After your doctor has said it's safe for you to exercise, it's important to take it slow. Regardless of whether you consistently worked out before getting pregnant, your body has been through a lot over the last nine months or more. With this in mind, be sure to ease back into your workout routine. Exercise helps to improve your cardiorespiratory fitness and lose fat.

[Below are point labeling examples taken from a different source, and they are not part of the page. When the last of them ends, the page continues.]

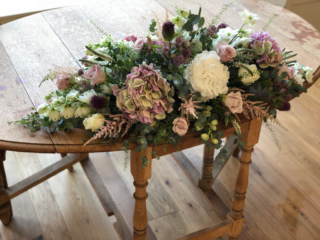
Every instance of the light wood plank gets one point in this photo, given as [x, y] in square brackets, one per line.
[45, 205]
[171, 226]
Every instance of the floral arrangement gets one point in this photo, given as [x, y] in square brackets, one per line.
[182, 76]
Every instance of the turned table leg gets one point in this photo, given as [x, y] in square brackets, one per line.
[206, 180]
[250, 138]
[140, 176]
[5, 203]
[63, 155]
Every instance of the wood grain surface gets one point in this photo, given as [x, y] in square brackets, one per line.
[30, 46]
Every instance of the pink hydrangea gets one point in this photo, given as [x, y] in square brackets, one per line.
[146, 95]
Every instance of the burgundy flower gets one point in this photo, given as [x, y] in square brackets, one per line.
[168, 30]
[186, 52]
[98, 102]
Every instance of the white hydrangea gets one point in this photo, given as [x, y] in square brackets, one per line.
[207, 75]
[249, 18]
[86, 96]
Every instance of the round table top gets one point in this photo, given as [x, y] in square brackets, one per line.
[29, 47]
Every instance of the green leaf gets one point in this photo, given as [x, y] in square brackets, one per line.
[150, 137]
[125, 143]
[139, 148]
[284, 74]
[279, 79]
[201, 22]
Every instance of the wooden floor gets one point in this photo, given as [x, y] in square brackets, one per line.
[282, 198]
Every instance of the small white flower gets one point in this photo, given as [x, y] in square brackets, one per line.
[86, 96]
[105, 89]
[72, 95]
[54, 115]
[249, 18]
[67, 112]
[179, 21]
[43, 108]
[247, 78]
[207, 75]
[94, 122]
[297, 78]
[82, 111]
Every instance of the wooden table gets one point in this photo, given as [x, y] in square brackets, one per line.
[30, 46]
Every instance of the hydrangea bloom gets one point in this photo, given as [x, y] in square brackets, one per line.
[268, 48]
[146, 95]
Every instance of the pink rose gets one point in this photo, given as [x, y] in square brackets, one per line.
[95, 74]
[115, 89]
[180, 126]
[234, 102]
[226, 52]
[130, 37]
[138, 45]
[288, 70]
[62, 81]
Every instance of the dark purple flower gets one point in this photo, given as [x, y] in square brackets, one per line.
[98, 102]
[80, 72]
[186, 52]
[285, 107]
[168, 30]
[178, 60]
[179, 40]
[222, 25]
[83, 63]
[211, 30]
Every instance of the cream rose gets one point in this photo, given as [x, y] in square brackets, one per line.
[234, 102]
[247, 78]
[94, 122]
[207, 75]
[180, 126]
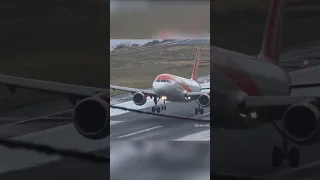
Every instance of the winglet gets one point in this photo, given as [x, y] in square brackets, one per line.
[270, 50]
[194, 75]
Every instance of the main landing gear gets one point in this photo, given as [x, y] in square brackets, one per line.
[280, 154]
[198, 110]
[156, 108]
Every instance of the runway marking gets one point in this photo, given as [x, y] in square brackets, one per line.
[199, 136]
[205, 114]
[138, 132]
[115, 122]
[36, 118]
[10, 118]
[58, 118]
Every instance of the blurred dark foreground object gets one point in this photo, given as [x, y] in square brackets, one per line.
[53, 24]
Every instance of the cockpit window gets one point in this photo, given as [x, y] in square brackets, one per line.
[164, 80]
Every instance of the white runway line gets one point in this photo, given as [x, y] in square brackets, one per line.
[199, 136]
[115, 122]
[138, 132]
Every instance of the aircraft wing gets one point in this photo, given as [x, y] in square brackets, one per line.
[133, 90]
[13, 82]
[271, 101]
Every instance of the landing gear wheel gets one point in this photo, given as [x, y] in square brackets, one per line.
[277, 157]
[294, 157]
[201, 111]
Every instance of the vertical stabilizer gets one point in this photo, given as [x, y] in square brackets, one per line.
[270, 50]
[194, 75]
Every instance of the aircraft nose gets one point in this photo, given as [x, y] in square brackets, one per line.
[159, 88]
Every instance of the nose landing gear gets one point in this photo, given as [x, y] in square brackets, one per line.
[156, 108]
[280, 154]
[198, 110]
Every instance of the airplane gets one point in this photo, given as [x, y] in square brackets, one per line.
[172, 88]
[249, 91]
[91, 113]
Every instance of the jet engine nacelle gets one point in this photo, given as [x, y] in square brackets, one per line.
[301, 122]
[139, 99]
[204, 100]
[91, 118]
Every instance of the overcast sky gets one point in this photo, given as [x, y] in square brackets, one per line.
[115, 42]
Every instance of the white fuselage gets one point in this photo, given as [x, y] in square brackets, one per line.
[235, 75]
[173, 88]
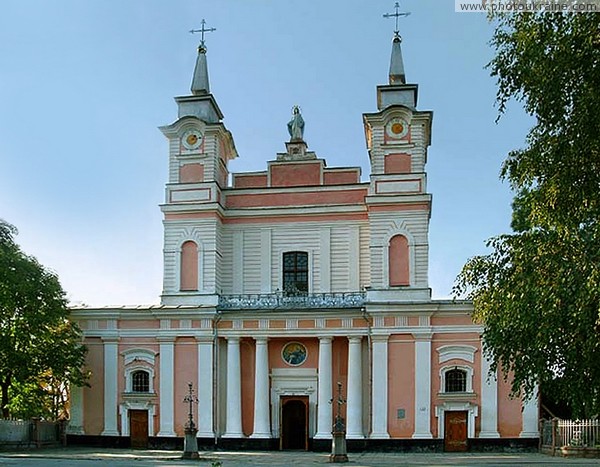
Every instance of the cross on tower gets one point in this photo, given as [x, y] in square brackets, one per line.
[396, 15]
[202, 30]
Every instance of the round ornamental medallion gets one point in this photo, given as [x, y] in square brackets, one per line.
[191, 139]
[294, 353]
[397, 128]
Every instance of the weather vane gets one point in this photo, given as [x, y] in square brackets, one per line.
[202, 30]
[396, 15]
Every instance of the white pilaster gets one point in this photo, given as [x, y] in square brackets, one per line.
[265, 260]
[205, 387]
[233, 423]
[379, 393]
[111, 363]
[75, 426]
[422, 386]
[262, 425]
[530, 417]
[324, 417]
[489, 400]
[167, 380]
[325, 259]
[354, 396]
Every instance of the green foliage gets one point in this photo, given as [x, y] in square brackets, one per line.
[40, 348]
[538, 292]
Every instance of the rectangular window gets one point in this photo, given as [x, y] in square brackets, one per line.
[295, 272]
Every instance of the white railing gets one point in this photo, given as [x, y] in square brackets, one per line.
[559, 435]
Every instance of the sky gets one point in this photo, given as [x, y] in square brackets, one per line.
[85, 84]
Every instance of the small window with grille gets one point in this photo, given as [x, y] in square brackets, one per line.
[140, 381]
[456, 381]
[295, 272]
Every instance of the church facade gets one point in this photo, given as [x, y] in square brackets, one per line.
[293, 295]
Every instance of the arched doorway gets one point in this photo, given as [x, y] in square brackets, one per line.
[294, 422]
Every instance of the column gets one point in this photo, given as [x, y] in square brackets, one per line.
[167, 380]
[76, 411]
[324, 414]
[379, 401]
[354, 395]
[489, 400]
[262, 425]
[111, 363]
[530, 417]
[422, 386]
[233, 422]
[205, 387]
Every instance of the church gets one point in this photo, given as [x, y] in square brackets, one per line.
[292, 296]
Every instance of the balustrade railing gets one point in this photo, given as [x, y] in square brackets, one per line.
[294, 301]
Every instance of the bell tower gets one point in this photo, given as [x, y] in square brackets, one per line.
[200, 148]
[399, 207]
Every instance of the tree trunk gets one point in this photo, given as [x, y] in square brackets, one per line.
[4, 385]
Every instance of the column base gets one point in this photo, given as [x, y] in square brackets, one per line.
[260, 435]
[422, 436]
[529, 434]
[489, 434]
[383, 435]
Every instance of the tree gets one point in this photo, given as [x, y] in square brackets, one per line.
[40, 348]
[538, 292]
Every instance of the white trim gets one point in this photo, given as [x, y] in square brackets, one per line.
[411, 257]
[459, 352]
[469, 380]
[293, 382]
[449, 406]
[126, 406]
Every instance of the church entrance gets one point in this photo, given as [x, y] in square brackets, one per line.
[294, 423]
[138, 428]
[455, 431]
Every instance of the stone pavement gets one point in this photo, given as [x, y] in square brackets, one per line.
[125, 457]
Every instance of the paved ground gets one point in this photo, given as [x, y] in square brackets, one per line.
[87, 457]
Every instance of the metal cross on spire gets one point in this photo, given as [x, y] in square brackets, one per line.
[396, 15]
[202, 30]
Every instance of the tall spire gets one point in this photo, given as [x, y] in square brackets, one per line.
[396, 75]
[200, 79]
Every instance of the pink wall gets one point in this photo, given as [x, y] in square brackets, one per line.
[248, 363]
[93, 408]
[191, 173]
[290, 174]
[401, 387]
[397, 164]
[399, 261]
[510, 419]
[185, 371]
[249, 181]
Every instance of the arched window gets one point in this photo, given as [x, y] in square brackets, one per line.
[140, 381]
[399, 261]
[189, 266]
[455, 380]
[295, 272]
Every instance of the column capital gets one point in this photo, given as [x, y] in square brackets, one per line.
[110, 339]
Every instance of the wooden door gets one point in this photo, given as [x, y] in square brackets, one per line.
[455, 431]
[138, 428]
[294, 422]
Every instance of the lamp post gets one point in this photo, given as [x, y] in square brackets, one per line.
[338, 445]
[190, 443]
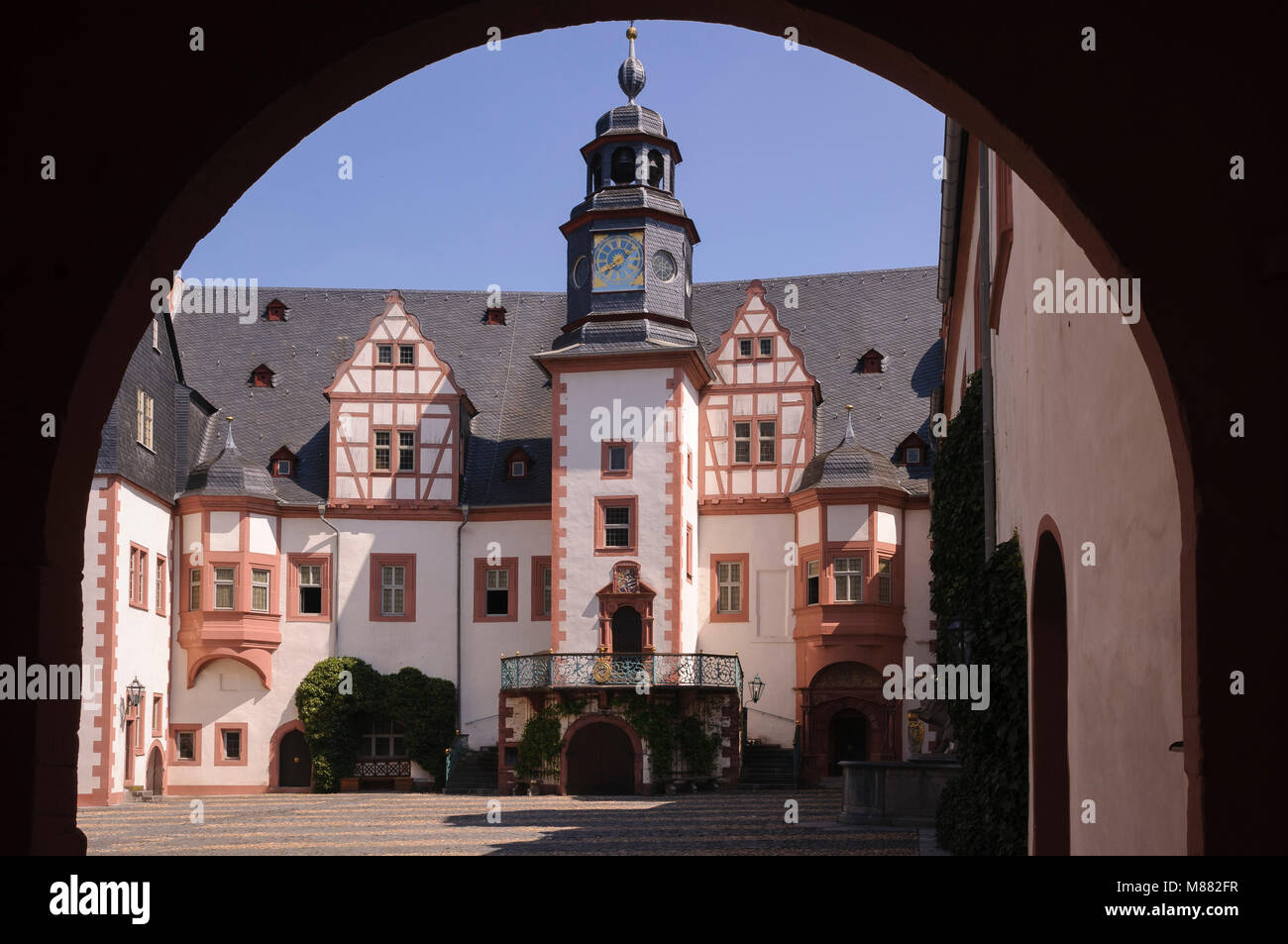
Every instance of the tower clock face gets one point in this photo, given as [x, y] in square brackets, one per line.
[618, 262]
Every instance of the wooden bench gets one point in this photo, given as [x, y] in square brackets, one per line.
[378, 772]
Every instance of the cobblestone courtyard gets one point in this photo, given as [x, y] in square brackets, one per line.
[734, 823]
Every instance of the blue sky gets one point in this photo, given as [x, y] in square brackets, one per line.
[795, 162]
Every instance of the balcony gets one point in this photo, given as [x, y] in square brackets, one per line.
[621, 670]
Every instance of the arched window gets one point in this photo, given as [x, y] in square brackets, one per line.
[655, 167]
[623, 166]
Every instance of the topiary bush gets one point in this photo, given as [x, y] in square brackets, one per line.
[335, 710]
[984, 811]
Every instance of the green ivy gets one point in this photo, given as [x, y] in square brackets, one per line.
[984, 811]
[335, 715]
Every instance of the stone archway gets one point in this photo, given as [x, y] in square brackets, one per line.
[957, 60]
[1048, 707]
[580, 752]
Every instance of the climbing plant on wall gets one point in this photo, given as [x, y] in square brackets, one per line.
[979, 604]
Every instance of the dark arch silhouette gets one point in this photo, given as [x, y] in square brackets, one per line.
[1104, 138]
[1048, 737]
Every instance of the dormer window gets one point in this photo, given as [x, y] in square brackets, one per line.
[518, 465]
[912, 451]
[281, 464]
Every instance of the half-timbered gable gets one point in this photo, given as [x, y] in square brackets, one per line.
[395, 419]
[758, 420]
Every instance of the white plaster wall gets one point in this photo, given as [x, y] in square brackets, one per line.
[587, 572]
[764, 643]
[91, 668]
[1081, 437]
[482, 643]
[915, 594]
[142, 636]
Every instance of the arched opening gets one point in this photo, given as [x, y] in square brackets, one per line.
[156, 771]
[294, 764]
[627, 633]
[623, 166]
[1048, 737]
[848, 738]
[600, 762]
[259, 117]
[655, 167]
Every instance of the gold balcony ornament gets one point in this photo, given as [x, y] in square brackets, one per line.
[915, 730]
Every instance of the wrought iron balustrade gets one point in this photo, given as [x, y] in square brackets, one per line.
[627, 670]
[382, 767]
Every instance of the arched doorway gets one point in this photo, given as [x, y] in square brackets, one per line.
[1048, 730]
[294, 764]
[155, 772]
[848, 738]
[600, 760]
[627, 633]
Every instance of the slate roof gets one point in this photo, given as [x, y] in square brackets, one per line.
[838, 317]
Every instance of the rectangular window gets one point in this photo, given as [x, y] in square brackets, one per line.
[767, 439]
[259, 583]
[160, 584]
[497, 592]
[617, 526]
[138, 577]
[729, 579]
[849, 579]
[393, 590]
[224, 587]
[143, 420]
[310, 588]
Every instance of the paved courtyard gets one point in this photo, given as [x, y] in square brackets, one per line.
[734, 823]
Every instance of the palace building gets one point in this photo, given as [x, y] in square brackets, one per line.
[713, 494]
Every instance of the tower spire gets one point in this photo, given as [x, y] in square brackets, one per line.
[630, 76]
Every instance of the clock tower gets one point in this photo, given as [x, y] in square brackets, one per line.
[630, 243]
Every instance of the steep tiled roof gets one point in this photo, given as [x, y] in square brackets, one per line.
[837, 318]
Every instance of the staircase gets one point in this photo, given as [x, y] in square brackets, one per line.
[767, 767]
[475, 773]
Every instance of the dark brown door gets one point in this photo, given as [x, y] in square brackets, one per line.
[129, 754]
[155, 772]
[849, 738]
[627, 630]
[600, 762]
[294, 767]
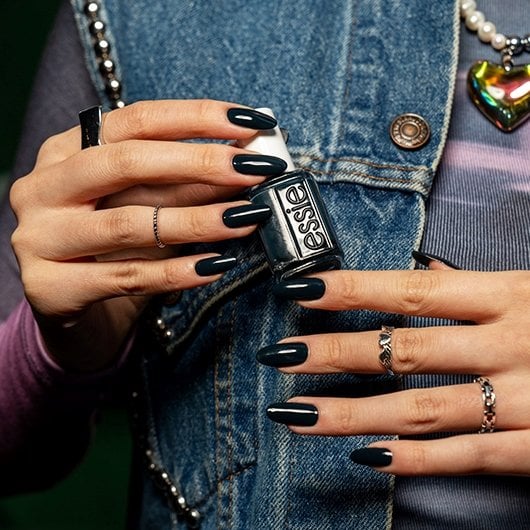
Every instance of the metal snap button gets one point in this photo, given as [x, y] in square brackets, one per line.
[410, 131]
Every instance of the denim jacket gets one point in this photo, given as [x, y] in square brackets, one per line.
[336, 73]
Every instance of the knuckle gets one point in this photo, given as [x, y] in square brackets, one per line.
[414, 291]
[171, 276]
[407, 346]
[205, 109]
[418, 457]
[120, 226]
[128, 279]
[345, 418]
[424, 413]
[333, 354]
[196, 226]
[123, 159]
[348, 289]
[17, 193]
[476, 460]
[211, 159]
[135, 119]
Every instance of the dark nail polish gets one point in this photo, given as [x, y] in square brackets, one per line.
[215, 265]
[251, 119]
[246, 215]
[279, 355]
[299, 414]
[425, 259]
[259, 165]
[372, 456]
[300, 289]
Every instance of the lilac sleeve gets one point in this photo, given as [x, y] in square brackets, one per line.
[45, 413]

Here are some practical ways to stay active while breastfeeding without overdoing it:

  • Take your baby for a walk around the neighborhood

  • Do 20 minutes of yoga

  • Do Kegel exercises⁵ throughout the day to strengthen your pelvic muscles

  • Go to a postpartum exercise class to receive support from other new mothers

Prioritize sleep

Sleeping with a new baby at home may sound impossible, but it's important to rest as much as you can when trying to lose the baby weight. Sleeping more can lower your snack cravings, give you more energy to exercise, and can help your muscles recover from working out.⁶ One way to get the sleep you need throughout the day is to nap when your baby does.

Be patient with yourself

Remember, you didn't grow your baby overnight, so you shouldn't expect your body to bounce back overnight either. It can be difficult to give yourself the time you need to heal from childbirth, adjust to your new routine with a newborn, and gradually lose the weight you gained during pregnancy, but doing so is important for your mental and overall health. With this in mind, don't hesitate to take steps to reduce stress and enjoy your postpartum experience as much as possible. 

The lowdown

It's normal for new moms to be eager to lose weight quickly after giving birth, but the health of you and your baby is what's most important. The best way to lose weight safely and effectively while breastfeeding is to eat nutrient-rich meals throughout the day, drink plenty of water, stay active with light exercise, get enough sleep, and be patient throughout the process.

If you are concerned about not losing weight quickly or have questions about the best weight loss steps for you, be sure to consult your doctor.